Hitting theaters 27 years after the IT miniseries starring Tim Curry as the murderous Pennywise the Dancing Clown terrified TV viewers, director Andy Muschietti's feature film version of IT was not only a hit with critics, it essentially doubled the amount of money it was projected to make in its opening weekend (which was initially predicted to be in the $50 million to $60 million range).
Now, thanks to its stunning over-performance at the box office, the new IT, starring Bill Skarsgard as Pennywise, will become the highest grossing King adaptation in its fifth day of release. According to Deadline, the film is expected to make enough money domestically on Tuesday to surpass 1999's The Green Mile, which earned $136 million during its theatrical run.

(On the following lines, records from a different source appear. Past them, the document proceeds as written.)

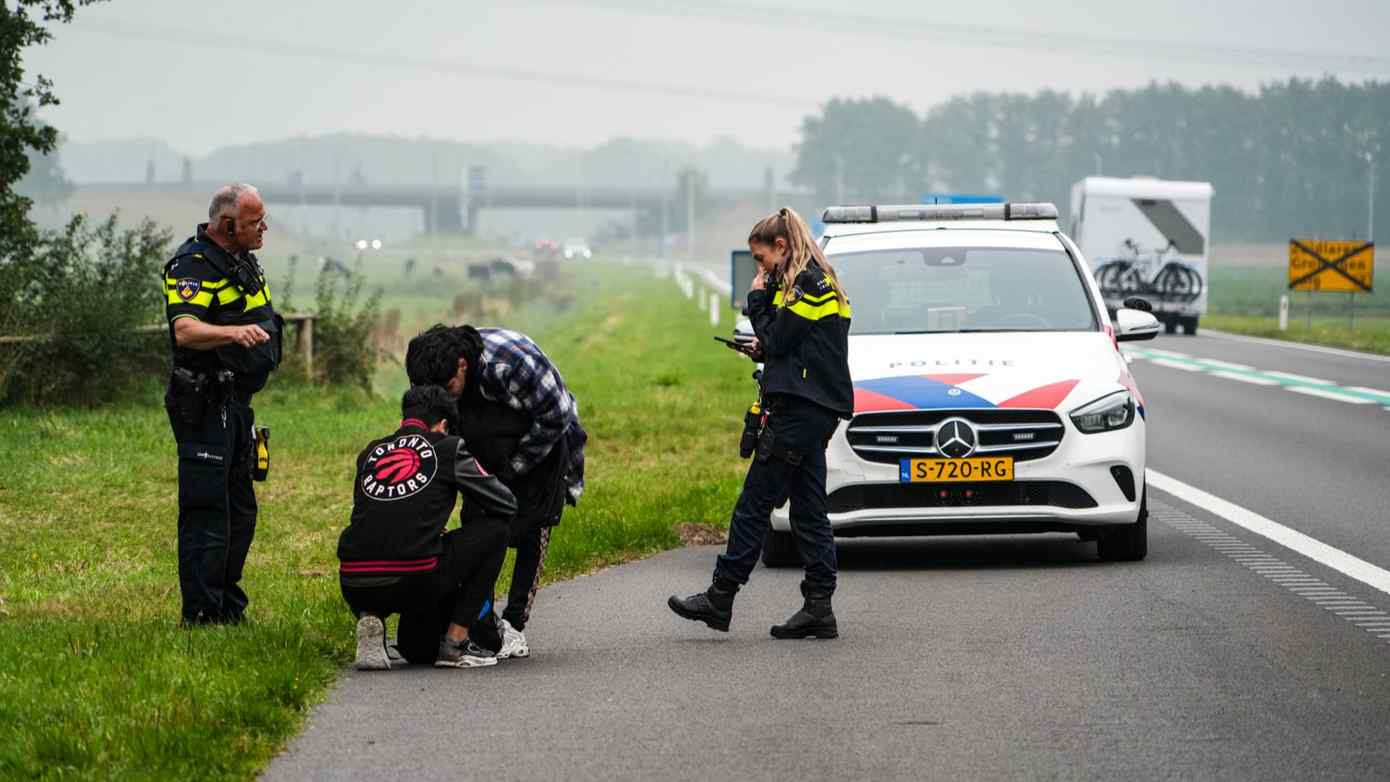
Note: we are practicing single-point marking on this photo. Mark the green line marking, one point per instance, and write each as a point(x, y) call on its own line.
point(1262, 377)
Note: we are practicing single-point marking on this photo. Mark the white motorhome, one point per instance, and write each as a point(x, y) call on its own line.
point(1148, 238)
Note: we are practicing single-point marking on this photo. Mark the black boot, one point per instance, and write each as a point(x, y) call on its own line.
point(715, 606)
point(815, 618)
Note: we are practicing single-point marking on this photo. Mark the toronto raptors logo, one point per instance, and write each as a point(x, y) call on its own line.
point(399, 468)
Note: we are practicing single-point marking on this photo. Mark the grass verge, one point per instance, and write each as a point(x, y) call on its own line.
point(97, 682)
point(1369, 335)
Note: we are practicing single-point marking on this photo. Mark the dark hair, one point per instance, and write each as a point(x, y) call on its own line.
point(430, 404)
point(432, 356)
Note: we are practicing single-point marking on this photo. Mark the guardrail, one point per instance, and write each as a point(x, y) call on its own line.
point(303, 336)
point(705, 288)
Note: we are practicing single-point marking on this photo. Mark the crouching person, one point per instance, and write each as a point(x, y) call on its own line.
point(395, 556)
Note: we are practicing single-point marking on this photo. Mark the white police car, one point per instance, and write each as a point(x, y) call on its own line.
point(990, 392)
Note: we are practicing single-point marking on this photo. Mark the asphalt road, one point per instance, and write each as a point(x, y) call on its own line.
point(1222, 656)
point(1319, 466)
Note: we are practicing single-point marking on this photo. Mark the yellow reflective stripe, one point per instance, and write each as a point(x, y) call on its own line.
point(200, 299)
point(815, 311)
point(234, 295)
point(259, 300)
point(818, 299)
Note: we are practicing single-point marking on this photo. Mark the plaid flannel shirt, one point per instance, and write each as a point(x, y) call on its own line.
point(516, 372)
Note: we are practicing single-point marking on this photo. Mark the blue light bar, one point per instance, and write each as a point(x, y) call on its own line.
point(916, 213)
point(959, 199)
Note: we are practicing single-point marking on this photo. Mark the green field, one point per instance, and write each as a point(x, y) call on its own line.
point(1244, 299)
point(95, 678)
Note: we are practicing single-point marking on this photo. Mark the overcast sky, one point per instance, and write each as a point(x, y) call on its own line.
point(581, 72)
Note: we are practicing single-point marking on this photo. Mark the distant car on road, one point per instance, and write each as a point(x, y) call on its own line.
point(577, 250)
point(990, 392)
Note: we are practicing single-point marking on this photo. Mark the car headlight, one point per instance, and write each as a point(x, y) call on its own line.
point(1109, 413)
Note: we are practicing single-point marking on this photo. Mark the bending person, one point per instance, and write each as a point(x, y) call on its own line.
point(514, 406)
point(395, 556)
point(801, 320)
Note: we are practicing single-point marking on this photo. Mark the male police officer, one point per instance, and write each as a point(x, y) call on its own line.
point(227, 340)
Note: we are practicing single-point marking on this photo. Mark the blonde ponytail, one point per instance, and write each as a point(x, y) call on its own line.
point(788, 225)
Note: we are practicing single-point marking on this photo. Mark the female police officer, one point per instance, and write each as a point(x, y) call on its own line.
point(801, 318)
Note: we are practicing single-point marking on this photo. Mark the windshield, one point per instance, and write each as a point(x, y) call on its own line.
point(963, 289)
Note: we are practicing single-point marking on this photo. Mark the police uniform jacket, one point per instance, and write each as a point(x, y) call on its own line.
point(406, 486)
point(207, 284)
point(804, 334)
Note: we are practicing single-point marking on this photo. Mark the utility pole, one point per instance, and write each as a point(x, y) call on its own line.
point(431, 224)
point(840, 179)
point(690, 213)
point(666, 211)
point(1371, 196)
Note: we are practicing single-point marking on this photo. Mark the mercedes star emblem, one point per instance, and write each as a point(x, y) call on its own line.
point(955, 438)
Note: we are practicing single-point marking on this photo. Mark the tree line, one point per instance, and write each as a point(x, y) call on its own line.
point(1292, 159)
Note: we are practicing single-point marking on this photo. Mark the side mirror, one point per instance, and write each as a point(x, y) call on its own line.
point(1132, 325)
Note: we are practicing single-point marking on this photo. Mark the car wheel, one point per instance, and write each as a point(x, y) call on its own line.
point(1126, 542)
point(780, 550)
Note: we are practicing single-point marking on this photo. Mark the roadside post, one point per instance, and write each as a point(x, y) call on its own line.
point(1329, 267)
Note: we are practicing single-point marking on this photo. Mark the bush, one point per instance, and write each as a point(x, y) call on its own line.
point(84, 293)
point(345, 320)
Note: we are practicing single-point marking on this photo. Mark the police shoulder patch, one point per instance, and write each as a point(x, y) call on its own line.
point(188, 288)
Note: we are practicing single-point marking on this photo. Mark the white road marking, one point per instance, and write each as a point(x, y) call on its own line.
point(1254, 379)
point(1300, 378)
point(1311, 547)
point(1351, 610)
point(1326, 393)
point(1297, 346)
point(1176, 364)
point(1223, 364)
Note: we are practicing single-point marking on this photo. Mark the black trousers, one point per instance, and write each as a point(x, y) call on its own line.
point(216, 510)
point(794, 467)
point(459, 591)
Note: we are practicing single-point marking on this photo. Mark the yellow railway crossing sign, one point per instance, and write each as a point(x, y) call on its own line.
point(1346, 267)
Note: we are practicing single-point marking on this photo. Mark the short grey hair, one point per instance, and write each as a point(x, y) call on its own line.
point(225, 199)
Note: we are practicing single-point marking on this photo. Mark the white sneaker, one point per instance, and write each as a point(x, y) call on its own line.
point(513, 642)
point(371, 645)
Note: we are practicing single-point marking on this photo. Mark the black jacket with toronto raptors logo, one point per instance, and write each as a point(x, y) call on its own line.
point(403, 495)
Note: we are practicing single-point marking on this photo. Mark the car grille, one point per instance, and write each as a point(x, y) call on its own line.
point(886, 496)
point(891, 436)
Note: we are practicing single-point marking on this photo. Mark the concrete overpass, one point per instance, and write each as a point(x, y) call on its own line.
point(451, 210)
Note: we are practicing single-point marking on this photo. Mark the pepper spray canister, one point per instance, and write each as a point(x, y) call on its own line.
point(260, 464)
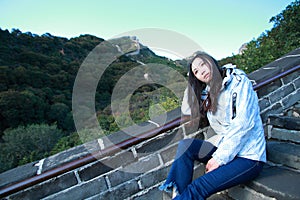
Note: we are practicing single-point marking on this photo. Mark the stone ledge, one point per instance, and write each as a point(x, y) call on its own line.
point(285, 135)
point(277, 182)
point(286, 122)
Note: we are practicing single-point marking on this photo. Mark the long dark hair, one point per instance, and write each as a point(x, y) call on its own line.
point(199, 100)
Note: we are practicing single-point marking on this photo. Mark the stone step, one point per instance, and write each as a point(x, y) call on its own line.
point(273, 183)
point(284, 153)
point(285, 122)
point(284, 134)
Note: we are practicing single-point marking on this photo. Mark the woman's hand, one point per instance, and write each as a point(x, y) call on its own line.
point(212, 164)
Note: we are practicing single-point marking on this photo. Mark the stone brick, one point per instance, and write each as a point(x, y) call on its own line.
point(291, 123)
point(160, 142)
point(169, 154)
point(269, 88)
point(119, 177)
point(291, 77)
point(144, 164)
point(122, 192)
point(246, 193)
point(291, 99)
point(154, 177)
point(154, 194)
point(286, 153)
point(297, 83)
point(17, 174)
point(81, 191)
point(281, 93)
point(286, 135)
point(127, 133)
point(47, 188)
point(68, 156)
point(275, 109)
point(96, 169)
point(121, 159)
point(264, 103)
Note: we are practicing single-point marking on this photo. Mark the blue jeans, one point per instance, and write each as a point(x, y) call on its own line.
point(239, 170)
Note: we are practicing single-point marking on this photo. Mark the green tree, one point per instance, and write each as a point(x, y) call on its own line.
point(20, 108)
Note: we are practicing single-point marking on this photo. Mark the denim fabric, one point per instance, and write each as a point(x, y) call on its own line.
point(237, 171)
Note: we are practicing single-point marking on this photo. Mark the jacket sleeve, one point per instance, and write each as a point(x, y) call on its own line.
point(185, 108)
point(241, 122)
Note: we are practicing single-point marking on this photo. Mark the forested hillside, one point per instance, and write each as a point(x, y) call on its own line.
point(37, 75)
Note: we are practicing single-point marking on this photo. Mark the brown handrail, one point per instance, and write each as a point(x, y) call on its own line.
point(125, 144)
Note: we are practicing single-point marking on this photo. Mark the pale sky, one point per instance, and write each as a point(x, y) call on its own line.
point(220, 27)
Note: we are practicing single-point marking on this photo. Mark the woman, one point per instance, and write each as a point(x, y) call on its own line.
point(225, 95)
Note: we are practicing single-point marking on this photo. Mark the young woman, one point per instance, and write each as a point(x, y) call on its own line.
point(226, 96)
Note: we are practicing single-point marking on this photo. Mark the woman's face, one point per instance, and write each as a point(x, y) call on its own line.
point(201, 70)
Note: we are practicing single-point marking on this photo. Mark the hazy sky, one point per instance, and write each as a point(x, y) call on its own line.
point(220, 27)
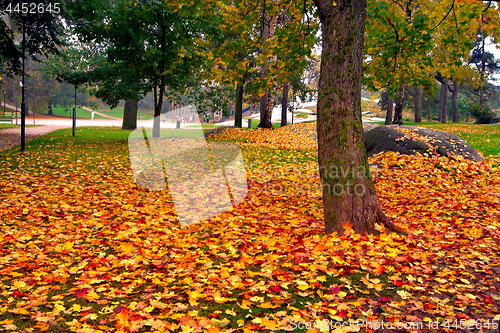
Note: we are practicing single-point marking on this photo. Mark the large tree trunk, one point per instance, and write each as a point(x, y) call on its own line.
point(284, 104)
point(389, 110)
point(130, 115)
point(418, 104)
point(454, 102)
point(238, 109)
point(398, 110)
point(443, 101)
point(348, 191)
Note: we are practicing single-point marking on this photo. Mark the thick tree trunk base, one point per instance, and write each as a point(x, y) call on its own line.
point(366, 210)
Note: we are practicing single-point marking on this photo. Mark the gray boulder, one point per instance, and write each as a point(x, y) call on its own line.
point(389, 138)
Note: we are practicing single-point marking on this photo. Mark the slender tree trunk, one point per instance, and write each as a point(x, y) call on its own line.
point(161, 79)
point(398, 110)
point(284, 104)
point(454, 102)
point(348, 191)
point(238, 109)
point(389, 110)
point(266, 101)
point(130, 115)
point(266, 111)
point(443, 99)
point(418, 104)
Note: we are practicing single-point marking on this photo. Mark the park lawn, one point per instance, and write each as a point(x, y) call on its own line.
point(484, 138)
point(85, 114)
point(5, 126)
point(86, 250)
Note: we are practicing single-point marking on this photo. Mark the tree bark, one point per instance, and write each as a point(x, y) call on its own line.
point(454, 102)
point(130, 115)
point(398, 110)
point(443, 101)
point(266, 111)
point(418, 104)
point(348, 191)
point(238, 109)
point(266, 101)
point(389, 110)
point(284, 104)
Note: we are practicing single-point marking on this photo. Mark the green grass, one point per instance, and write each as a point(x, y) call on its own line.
point(5, 126)
point(483, 138)
point(256, 122)
point(91, 146)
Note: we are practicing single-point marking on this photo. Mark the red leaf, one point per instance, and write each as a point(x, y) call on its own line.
point(276, 289)
point(334, 290)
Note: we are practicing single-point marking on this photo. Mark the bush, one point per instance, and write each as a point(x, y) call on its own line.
point(481, 113)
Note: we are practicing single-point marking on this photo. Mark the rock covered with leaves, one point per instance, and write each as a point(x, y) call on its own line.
point(409, 140)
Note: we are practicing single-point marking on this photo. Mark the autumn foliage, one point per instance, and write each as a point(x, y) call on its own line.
point(86, 250)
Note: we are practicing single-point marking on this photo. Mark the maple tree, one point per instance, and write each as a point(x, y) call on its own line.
point(340, 130)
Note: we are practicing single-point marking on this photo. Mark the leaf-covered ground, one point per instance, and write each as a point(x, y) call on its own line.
point(86, 250)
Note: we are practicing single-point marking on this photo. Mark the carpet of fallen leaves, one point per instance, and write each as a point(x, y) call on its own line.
point(86, 250)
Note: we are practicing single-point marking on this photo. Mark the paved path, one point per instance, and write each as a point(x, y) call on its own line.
point(11, 137)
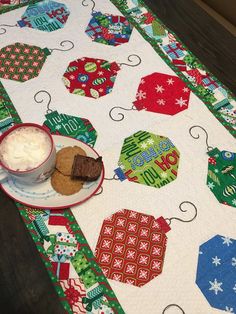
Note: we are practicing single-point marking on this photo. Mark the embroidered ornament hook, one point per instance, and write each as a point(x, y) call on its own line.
point(197, 136)
point(171, 306)
point(42, 100)
point(168, 220)
point(62, 44)
point(221, 175)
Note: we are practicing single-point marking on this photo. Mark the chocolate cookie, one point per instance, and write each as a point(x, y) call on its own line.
point(65, 159)
point(64, 184)
point(86, 168)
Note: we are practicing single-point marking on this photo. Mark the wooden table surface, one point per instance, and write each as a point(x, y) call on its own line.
point(25, 286)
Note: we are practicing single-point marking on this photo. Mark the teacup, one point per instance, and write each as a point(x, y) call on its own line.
point(27, 154)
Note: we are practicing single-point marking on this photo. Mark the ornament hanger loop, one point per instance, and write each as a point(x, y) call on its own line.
point(119, 113)
point(183, 210)
point(115, 177)
point(2, 31)
point(130, 57)
point(209, 148)
point(100, 191)
point(42, 100)
point(85, 5)
point(62, 44)
point(173, 305)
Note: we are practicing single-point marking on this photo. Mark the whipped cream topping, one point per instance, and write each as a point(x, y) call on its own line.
point(25, 148)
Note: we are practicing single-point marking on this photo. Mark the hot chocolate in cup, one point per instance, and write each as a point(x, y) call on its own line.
point(27, 154)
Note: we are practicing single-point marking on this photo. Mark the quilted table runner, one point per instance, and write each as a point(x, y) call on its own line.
point(159, 236)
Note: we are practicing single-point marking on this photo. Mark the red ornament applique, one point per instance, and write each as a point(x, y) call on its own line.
point(90, 77)
point(131, 247)
point(74, 291)
point(162, 93)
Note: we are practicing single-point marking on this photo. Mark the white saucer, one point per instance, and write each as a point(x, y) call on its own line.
point(42, 195)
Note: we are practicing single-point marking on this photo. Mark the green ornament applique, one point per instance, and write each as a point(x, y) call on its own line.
point(76, 127)
point(149, 159)
point(221, 177)
point(22, 62)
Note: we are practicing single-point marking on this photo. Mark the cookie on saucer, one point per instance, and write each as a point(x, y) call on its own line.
point(64, 184)
point(65, 159)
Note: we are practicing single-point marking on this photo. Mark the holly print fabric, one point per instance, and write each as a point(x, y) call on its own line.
point(68, 125)
point(90, 77)
point(21, 62)
point(221, 177)
point(109, 29)
point(46, 16)
point(216, 272)
point(131, 247)
point(162, 93)
point(149, 159)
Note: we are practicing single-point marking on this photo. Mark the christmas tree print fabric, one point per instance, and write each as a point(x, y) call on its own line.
point(67, 125)
point(46, 16)
point(162, 93)
point(21, 62)
point(109, 29)
point(221, 177)
point(131, 247)
point(216, 272)
point(90, 77)
point(149, 159)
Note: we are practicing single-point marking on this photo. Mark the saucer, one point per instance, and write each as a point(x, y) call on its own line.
point(42, 195)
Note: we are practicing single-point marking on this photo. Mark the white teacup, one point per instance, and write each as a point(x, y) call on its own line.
point(27, 154)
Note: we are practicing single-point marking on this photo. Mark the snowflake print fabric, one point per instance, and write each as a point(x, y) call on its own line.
point(221, 177)
point(216, 272)
point(109, 29)
point(131, 247)
point(46, 16)
point(162, 93)
point(149, 159)
point(21, 62)
point(90, 77)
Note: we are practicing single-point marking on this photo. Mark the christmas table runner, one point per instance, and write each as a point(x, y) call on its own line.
point(132, 90)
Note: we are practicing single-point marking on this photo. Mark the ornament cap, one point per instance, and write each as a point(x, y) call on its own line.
point(21, 23)
point(213, 152)
point(46, 51)
point(163, 224)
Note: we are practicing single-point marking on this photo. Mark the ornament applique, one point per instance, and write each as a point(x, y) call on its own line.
point(92, 77)
point(216, 272)
point(62, 244)
point(74, 291)
point(162, 93)
point(67, 125)
point(131, 246)
point(221, 175)
point(22, 62)
point(148, 159)
point(108, 29)
point(159, 93)
point(45, 15)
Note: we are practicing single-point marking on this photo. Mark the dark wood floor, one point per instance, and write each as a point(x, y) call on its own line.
point(24, 284)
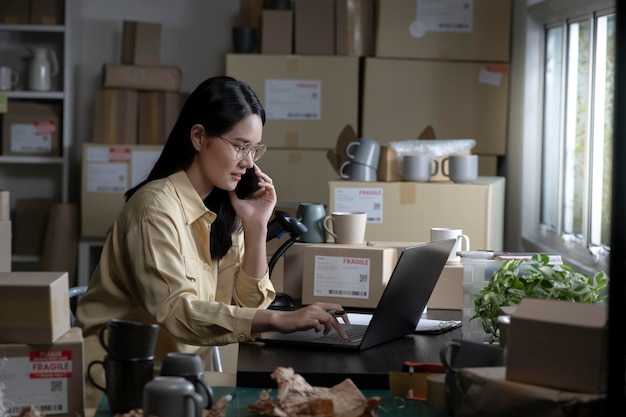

IT, by contrast, has earned $132.2 million through Monday, and is expected to easily eclipse The Green Mile's record sometime Tuesday. To date, there have been 33 King movie adaptations. Following The Green Mile, the third highest grossing King adaptation of all time domestically is 2007's 1408, which earned $71.9 million in its theatrical run. No. 4 is 1990's Misery (which earned star Kathy Bates a Best Actress Oscar), which earned $61.2 million, followed by Pet Sematary at No. 5, which earned $57.4 million in 1989.
Deadline is basing its estimates on IT's big business on Monday, when the film earned $8.8 million. The amount made yesterday (at the time of writing this) was enough to make IT's take the biggest Monday at the September domestic box office ever.
In all likelihood, the records set by IT over the weekend and on Monday won't be the last ones the industry will see. Clearly the film is already a phenomenon - and at this point, IT will outdistance previous King films in terms of box office gross by tens of millions of dollars before it ends its theatrical run.
At this juncture, it's hard to say if any future King adaptations will give IT a run for its money domestically, save the already hotly anticipated sequel (which officially still hasn't received a greenlight). It's all but a foregone conclusion, though, since Andy Muschietti and his sister, producer Barbara Muschietti, have already been divulging plans for the sequel including the huge presence of the young versions of the Losers Club in flashback scenes.